May 01, 2025 · 1 min read

Building the initial CUDA lowering logic for Meta's new high-level compiler IR.

What it is

ClangIR is a new high-level Intermediate Representation (IR) for the Clang C compiler, originally incubated at Meta. It sits between the Clang AST and LLVM IR to enable better optimizations and static analysis.

When I started looking at it, ClangIR was in its early incubation phase and the CUDA section was completely unimplemented. I implemented the CUDA backend to lower from the Clang AST to ClangIR and from ClangIR to LLVM IR.

What I did

I implemented the lowering logic required to translate ClangIR constructs into something the NVPTX (NVIDIA) backend could understand.

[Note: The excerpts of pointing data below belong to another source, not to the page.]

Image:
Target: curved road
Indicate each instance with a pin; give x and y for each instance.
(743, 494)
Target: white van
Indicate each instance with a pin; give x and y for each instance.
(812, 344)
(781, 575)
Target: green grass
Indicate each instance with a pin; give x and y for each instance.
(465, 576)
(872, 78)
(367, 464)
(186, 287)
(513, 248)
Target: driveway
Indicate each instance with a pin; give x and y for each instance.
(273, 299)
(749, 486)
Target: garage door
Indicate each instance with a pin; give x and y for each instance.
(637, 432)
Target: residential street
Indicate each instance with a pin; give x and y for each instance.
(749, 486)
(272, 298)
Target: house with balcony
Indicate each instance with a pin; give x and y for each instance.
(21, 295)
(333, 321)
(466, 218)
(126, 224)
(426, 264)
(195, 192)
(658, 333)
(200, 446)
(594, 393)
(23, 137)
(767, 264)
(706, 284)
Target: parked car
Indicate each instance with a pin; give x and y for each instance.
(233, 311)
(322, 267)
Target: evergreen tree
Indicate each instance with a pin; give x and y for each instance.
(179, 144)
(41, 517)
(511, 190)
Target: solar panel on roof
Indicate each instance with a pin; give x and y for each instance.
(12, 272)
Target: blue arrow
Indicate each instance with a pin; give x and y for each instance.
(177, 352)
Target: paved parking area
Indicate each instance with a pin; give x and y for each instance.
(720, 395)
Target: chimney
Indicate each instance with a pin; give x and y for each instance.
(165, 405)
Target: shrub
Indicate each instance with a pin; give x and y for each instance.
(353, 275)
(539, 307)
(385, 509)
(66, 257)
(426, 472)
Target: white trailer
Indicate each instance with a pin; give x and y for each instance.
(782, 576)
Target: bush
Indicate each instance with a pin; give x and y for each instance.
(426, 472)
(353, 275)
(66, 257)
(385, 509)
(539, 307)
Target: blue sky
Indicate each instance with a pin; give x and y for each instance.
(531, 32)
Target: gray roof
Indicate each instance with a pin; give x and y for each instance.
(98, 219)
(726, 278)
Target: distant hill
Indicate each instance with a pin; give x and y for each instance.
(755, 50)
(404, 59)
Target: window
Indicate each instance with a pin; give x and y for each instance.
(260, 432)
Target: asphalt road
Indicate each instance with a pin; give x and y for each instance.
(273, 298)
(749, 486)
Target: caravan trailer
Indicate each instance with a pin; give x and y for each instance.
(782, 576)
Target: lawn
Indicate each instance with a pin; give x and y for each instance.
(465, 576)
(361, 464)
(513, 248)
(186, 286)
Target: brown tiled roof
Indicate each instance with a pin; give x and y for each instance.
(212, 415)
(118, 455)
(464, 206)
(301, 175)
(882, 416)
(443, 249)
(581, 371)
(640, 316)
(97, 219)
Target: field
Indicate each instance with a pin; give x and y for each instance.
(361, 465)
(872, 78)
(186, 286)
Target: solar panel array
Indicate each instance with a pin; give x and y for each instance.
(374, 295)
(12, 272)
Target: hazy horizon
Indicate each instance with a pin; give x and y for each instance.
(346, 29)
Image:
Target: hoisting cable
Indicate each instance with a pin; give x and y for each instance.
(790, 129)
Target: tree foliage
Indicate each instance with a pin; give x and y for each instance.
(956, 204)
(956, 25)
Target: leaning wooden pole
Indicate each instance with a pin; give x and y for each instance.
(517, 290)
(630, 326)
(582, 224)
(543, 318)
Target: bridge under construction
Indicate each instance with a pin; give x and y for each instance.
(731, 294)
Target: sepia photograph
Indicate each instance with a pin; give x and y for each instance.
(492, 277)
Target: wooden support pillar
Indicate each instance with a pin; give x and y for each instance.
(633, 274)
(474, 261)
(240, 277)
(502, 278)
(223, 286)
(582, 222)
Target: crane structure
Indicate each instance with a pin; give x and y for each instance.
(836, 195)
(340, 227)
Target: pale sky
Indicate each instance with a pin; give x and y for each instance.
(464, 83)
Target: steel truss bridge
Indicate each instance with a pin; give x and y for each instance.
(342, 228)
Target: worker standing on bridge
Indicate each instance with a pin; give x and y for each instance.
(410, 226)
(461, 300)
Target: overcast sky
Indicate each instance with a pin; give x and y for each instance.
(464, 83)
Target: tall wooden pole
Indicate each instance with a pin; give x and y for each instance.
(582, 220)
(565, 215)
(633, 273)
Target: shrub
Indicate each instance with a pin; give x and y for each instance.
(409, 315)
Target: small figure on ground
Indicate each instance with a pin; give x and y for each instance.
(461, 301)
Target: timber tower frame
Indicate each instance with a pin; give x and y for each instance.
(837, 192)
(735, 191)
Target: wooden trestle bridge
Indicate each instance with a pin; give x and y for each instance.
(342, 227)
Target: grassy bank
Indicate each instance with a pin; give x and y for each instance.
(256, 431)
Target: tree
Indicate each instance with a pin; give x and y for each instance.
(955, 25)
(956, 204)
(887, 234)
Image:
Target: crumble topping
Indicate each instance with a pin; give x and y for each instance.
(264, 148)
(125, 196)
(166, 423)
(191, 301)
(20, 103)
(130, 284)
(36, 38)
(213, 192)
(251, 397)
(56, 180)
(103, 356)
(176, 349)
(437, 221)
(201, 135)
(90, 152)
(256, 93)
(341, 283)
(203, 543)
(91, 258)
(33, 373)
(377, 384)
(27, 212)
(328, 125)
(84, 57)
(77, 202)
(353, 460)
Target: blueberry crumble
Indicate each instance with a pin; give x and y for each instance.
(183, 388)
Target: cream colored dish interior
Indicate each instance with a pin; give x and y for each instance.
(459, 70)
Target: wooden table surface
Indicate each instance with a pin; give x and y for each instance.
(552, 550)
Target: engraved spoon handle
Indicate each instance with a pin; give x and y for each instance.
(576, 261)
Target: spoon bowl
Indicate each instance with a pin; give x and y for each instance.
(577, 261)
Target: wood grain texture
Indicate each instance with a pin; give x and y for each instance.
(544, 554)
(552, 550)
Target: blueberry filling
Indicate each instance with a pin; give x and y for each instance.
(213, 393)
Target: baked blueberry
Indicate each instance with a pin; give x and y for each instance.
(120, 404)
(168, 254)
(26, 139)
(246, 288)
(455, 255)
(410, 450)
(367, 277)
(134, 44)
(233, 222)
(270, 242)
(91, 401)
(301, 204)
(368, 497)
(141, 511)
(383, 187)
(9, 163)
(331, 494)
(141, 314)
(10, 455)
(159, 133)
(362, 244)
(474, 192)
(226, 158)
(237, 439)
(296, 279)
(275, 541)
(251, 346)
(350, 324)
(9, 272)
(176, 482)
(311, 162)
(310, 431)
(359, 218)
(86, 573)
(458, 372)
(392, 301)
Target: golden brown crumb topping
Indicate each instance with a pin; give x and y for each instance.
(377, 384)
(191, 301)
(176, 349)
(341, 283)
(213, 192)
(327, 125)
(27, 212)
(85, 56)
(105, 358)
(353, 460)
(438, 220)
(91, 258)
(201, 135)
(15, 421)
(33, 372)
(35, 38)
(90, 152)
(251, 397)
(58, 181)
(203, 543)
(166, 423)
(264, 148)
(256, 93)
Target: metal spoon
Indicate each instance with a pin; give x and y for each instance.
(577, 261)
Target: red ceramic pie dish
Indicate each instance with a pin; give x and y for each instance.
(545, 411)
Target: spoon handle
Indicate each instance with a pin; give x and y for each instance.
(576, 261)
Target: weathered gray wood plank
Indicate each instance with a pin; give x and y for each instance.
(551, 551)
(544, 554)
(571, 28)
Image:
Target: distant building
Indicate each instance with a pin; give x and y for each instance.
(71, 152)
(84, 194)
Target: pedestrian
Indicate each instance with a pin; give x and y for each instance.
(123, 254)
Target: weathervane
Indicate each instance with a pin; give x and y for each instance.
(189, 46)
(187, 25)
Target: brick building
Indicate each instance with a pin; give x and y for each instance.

The core work involved:

  • Host vs. Device Split: Writing the logic to correctly identify and separate host code (CPU) from device code (GPU) during the lowering phase.
  • Variable Handling: Mapping global and local variables to their correct CUDA address spaces.
  • Texture Support: Implementing support for CUDA-specific surface and texture types.

Notes / results

The goal wasn't just to write code, but to get it merged upstream.

  • Validation: I used the PolyBench benchmark suite to test completeness.
  • Upstreaming: All code was reviewed by the core ClangIR maintainers (including the project creator) and merged into the main incubator repository.
  • Status: The groundwork is now in place for others to build more complex CUDA optimizations on top of ClangIR.